Investments that are expected to buffer portfolios when markets are dropping are acting very similarly to stocks, a potentially dangerous market alarm bell.

In financial speak, correlations between investments have risen to record levels, meaning they are moving almost in lockstep. Credit, multi-strategy, and event-driven hedge funds are all exhibiting equity risk at highs that are in the top 3 percent of all rolling 12-month periods since 2000, a recent analysis from hedge fund research firm PivotalPath shows.  The firm works on behalf of large allocators and analyzes data on institutional-quality hedge funds.

While it's intuitive to tally up the direct stock exposure in a portfolio, correlation is a signal of the equity sensitivity in funds that might only invest a small amount in stocks – or nothing at all. 

“It tells you that sometimes it’s just that much harder to get rid of equity risk,” says Jon Caplis, CEO of PivotalPath. In a sudden market correction, allocators could be more exposed than they expect, depending on their exact mix of hedge funds. Investors have been tested a few times this year. In April, when the Trump administration announced exceptionally high tariffs, stocks dropped on fears of hits to corporate earnings and bonds declined on fears of a weak dollar.

“When the markets are in risk-off mode, the equity market is just that main overarching risk,” the PivotalPath founder says. “And it’s hard to avoid.”

Hedge funds have had a long run of good performance because they’ve been doing what they said they'd do: cushion portfolios during market downturns, such as the sudden spike in interest rates that crushed bonds in 2022. Even so, diversification often looks a lot smarter when markets are rising than when they are falling. Now with investors’ enthusiasm for AI and technology pushing markets higher, despite a long list of risks, including the U.S. rewriting the rules of globalization and retreating from the post-World War II order that has largely kept the peace for 75 years, high correlations should be a wake-up call for investors. 

The universe of multi-strategy funds, run by firms like Millennium and Balyasny and which investors have flocked to after printing remarkably consistent returns for years, are designed to provide diversification – and not to behave like stocks. 

But the funds, which divvy up money among scores of competitive investment teams or pods, have a correlation to stocks right now that is the highest level in 26 years. (PivotalPath’s multi-strategy index has a 12-month rolling correlation to the S&P 500 of .89, awfully close to 1, at which the multi-strats would move in perfect rhythm with stocks.)

Multi-strats suffered only one similar period back in 2011, when the credit rating of the U.S. was downgraded. The PivotalPath Multi-Strategy Index fell about 4 percent, its worst drawdown outside of the global financial crisis and the pandemic.  

The recent high correlations should challenge investors’ beliefs, often wrongheaded, about how a strategy will perform in different market environments, says Caplis, adding that the “genuinely impressive” consistency of multi-strat returns over the last three years may have led to a lack of investor vigilance. The funds withstood whatever the markets threw at them. And between late 2021 and 2023, multi-strats were even negatively correlated to stocks and moved in the opposite direction of the S&P 500. Still, that didn’t mean the funds’ objective changed.

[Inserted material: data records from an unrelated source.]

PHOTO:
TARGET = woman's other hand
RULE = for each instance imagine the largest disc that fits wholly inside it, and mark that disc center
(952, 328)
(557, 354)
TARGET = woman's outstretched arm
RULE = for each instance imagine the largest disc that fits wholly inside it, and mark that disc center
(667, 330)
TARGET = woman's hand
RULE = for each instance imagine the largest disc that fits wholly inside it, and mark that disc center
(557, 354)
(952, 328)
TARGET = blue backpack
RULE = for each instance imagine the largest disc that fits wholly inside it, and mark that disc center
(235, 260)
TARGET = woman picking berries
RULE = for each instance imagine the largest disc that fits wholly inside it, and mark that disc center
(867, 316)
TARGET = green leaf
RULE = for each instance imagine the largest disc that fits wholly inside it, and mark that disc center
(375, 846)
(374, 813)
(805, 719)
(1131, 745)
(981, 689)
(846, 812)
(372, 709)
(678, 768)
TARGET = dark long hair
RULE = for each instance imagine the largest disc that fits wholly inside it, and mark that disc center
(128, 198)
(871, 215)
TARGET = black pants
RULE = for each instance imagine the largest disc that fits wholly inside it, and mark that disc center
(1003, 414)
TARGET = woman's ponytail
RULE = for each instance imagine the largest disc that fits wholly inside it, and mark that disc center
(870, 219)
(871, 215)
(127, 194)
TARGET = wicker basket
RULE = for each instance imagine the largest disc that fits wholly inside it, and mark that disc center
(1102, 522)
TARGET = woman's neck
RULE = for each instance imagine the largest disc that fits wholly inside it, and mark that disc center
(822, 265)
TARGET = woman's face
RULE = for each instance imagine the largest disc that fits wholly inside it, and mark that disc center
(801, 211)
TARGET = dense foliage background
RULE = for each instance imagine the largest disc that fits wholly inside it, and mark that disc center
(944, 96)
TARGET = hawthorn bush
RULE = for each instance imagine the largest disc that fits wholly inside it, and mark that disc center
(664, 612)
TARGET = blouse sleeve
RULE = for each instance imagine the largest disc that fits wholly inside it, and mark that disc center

“People got used to the consistent returns and started assuming that these funds were market neutral,” he says, explaining that the mean correlation for the category since 2000 is .45, less than half what it is now, but still more than zero. Translation: the fortunes of some multi-strategy funds are at least partially tied to the direction of equities.

“If you have a big sell-off in the equity markets and some multi-strats are down, it's going to surprise a lot of people.” 

Credit, the classic diversifier, is also in record territory, with a correlation to the S&P 500 of .87, which puts it in the top one percent since 2000. Hedge funds driven by events such as M&A are at .96, the top two percent. But Caplis expects those funds to stabilize as dealmaking finally picks up after some lean years and managers get more opportunities.   

PivotalPath’s composite index, which includes more than 40 sub-strategies, is at a correlation of .93, in the top 3 percent and a record. “It’s the most sustained period of high correlation ever,” he says.

Ideally, allocators use this moment to take a closer look at underlying fund exposures, assess whether correlations have crept higher than expected, and consider strategies such as global macro discretionary and managed futures, Caplis says, which historically have provided relatively consistent diversification and more direct protection in sudden market corrections.